The key takeaway is that culture is a strategic asset that directly influences performance, risk and long-term value creation.
More than 87% of CEOs ranked culture among their top three drivers of organisational value. Fewer than 3% said it did not rank in their top ten. Leaders overwhelmingly recognise that culture shapes behaviour, decision-making and accountability across complex organisations.
Culture drives performance
The research tested whether CEOs who prioritise culture lead stronger financial outcomes. Across multiple statistical models, there was a statistically significant link between CEO focus on culture and higher three-year revenue growth (Leadership and Governance Collective, 2025). The result held even when controlling for firm size, profitability, strategy type and CEO characteristics.
Yet despite this recognition, only 10-15% of CEOs report full alignment between culture and strategy. Most leaders acknowledge a gap between intent and execution. The most common reasons are limited leadership capability and insufficient time invested in cultural alignment.
Culture carries a real economic cost
One of the most interesting findings relates to mergers and strategic partnerships. When asked whether they would proceed with a culturally misaligned organisation at the same price, 44-59% of CEOs said they would not proceed at all. Among those willing to proceed, most required a valuation discount, in some cases above 30% (Leadership and Governance Collective, 2025). Only a small minority would transact without adjusting price.
This is culture being explicitly priced into transactions. It is recognised as a material risk factor, not a reputational afterthought. For boards and investors, that draws attention to cultural due diligence.

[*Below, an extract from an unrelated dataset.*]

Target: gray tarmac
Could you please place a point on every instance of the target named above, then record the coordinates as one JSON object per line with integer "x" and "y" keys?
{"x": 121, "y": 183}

Incentives, flexibility and governance shape outcomes
The report also explored how culture is reinforced. While most organisations assess behaviour against stated values, culture is most credible when reinforced through promotion and incentives.
In B Corps, 78% of CEOs consider exemplifying organisational values essential for promotion into senior management (Leadership and Governance Collective, 2025). Leadership visibility is also being redefined. Hybrid models are now the norm, and support for fully remote leadership is growing, particularly among B Corps and purpose-led organisations. Culture is increasingly reinforced through clarity of values and intentional engagement, rather than physical proximity alone.
At the same time, many organisations report barriers to investing sufficiently in culture, including competing priorities, financial constraints and limited time. Reporting to executive teams is common. Reporting to boards is less consistent.
Culture needs governance oversight, leadership capability and system-level reinforcement to translate values into consistent decisions, disciplined execution and long-term value creation.